In fact, an outlet's own insurer will routinely recommend covering the freelancer—and almost always the outlet actually follows the insurer’s advice in the event of a lawsuit.
 

The Promise of Protection

In short, the problem is not that publishers and broadcasters don't cover freelancers when there's trouble. The problem is that the outlets don't promise to do so at the outset. Like any other sole proprietors, freelancers make risk-management decisions based on words on a page—written assurances up front.

There is no good reason those assurances can't happen more often. FIRE has taken steps to ensure that they do happen more often. That includes creating a model story agreement that outlets and freelancers can use or draw from—the FIRE Contract Template.
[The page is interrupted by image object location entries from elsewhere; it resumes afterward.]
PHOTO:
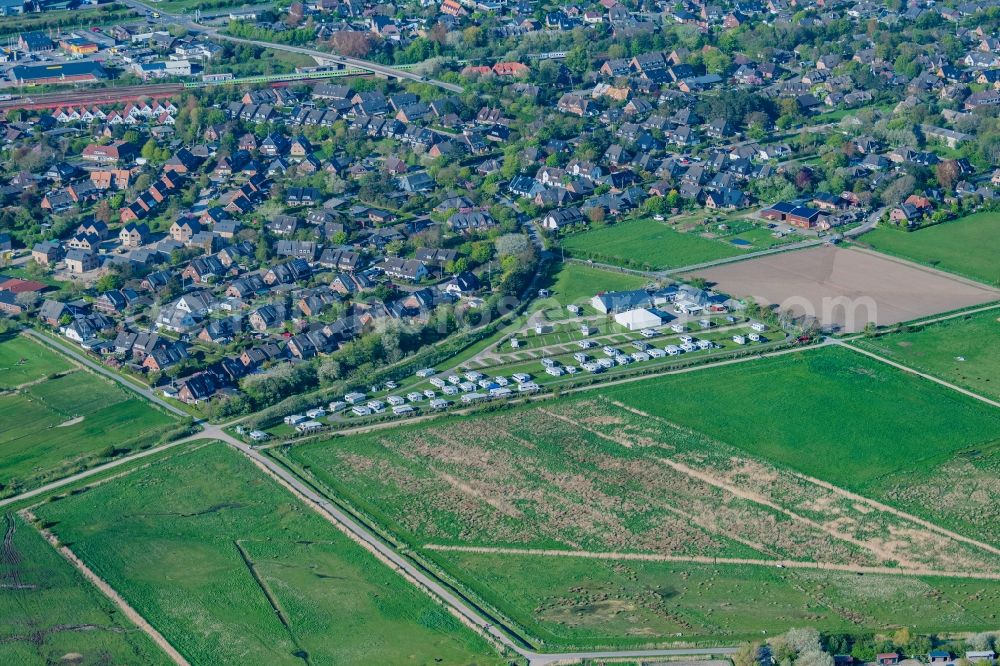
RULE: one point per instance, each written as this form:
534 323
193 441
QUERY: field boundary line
869 249
146 393
735 491
133 615
855 497
918 373
702 559
87 473
461 610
Investigative freelancers must uphold professional standards for a fair and accurate story. As long as they promise to do so (and show signs of backing their promise), all the provisions of FIRE’s template agreement belong in any freelancer arrangement. Some outlets already offer some of them. Those outlets deserve support.

From a legal or insurance perspective, there is no good reason why more outlets could not do the same, via FIRE’s contract or their own arrangement. We encourage all funders and facilitators of freelance reporting—as well as our partner outlets—to ensure that responsible investigative freelancers receive proper protection in the public interest—including via sign-on to the FIRE Contract Principles.